Optimizers implement different techniques for performing gradient descent and aim to solve problems of noisy updates to perform smooth descent and faster convergence.

Stochastic Gradient Descent (SGD)

The most basic version of gradient descent, here we take one example from the data set, calculate the loss, and perform one iteration of backprop.

while($\lVert w_{t} - w_{t-1} \rVert > \epsilon$){ for($i = 1, \ldots, N$){ $w_{t} = w_{t-1} - \eta \nabla_{w} L(w_{t-1}, X_{i}, y_{i})$ } }

where $\eta$ is the learning rate. Because it uses just one example for backprop, the updates can be very noisy, and getting the value of $\eta$ correct can be difficult. $\epsilon$ is a pre defined threhold such that we will stop performing updates once the difference in weights is below this value.
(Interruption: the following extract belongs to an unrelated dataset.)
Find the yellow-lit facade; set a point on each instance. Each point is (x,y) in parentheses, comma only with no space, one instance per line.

As an implementation note, the data indices are usually shuffled in a random order to avoid introducing any kind of bias to the system. (For instance, the data could be arranged such that all instances of one class come before another. In this case, the model will see a single class for a long time and will not learn to distinguish between the two, since it only needs to output one class for a long time.
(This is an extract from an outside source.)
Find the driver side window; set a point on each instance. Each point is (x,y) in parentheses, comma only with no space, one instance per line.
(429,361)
Stochastic gradient descent is commonly used when we are doing online learning. At a time, we can only get a single example and update the network weights using only this example.

Batch Gradient Descent

An improved version of stochastic gradient descent, here we use the entire data available to perform gradient descent.

while($\lVert w_{t} - w_{t-1} \rVert > \epsilon$){ $w_{t} = w_{t-1} - \eta \frac{1}{N} \sum_{i=1}^{N}\nabla_{w} L(w_{t-1}, X_{i}, y_{i})$ }

where $N$ is the size of data set. Since we are using the entire data, the value of mean gradient will be accurate and we can use a high learning rate. In general, higher the number of data points used for gradient descent, the more confident we are in the value of gradient, and higher the learning rate can be. This method requires a lot of calculations to perform updates and thus may not be feasible in case of large data sets.

Mini-Batch Gradient Descent

This is similar to batch gradient descent, but does the updates using only a subset of the data which is also called a batch. We divide the entire data into such equal sized chunks and one complete iteration will involve performing updates on all such batches

while($\lVert w_{t} - w_{t-1} \rVert > \epsilon$){ for(batch $B$ in data){ $w_{t} = w_{t-1} - \eta \frac{1}{b} \sum_{i=1}^{b}\nabla_{w} L(w_{t-1}, X_{B,i}, y_{B,i})$ } }

where $b$ is the batch size and the mean is calculated over the entire batch $B$. Learning rate will change based on the size of batch. Due to the small batch size, we can now work with much larger data sets since we only need to keep one batch in the memory at a time. All other optimizers implement a modified version of mini-batch gradient descent. Although, those optimizers work with any size of data set.

Typical batch sizes used are 32, 64, 128, 256 etc. We can keep a larger batch size provided our machine is capable of keeping that much amount of data in memory and perform the backpropagation computation easily. In case the overall data set size is small (say 2000 points), then we can directly use batch gradient descent as that will be more efficient.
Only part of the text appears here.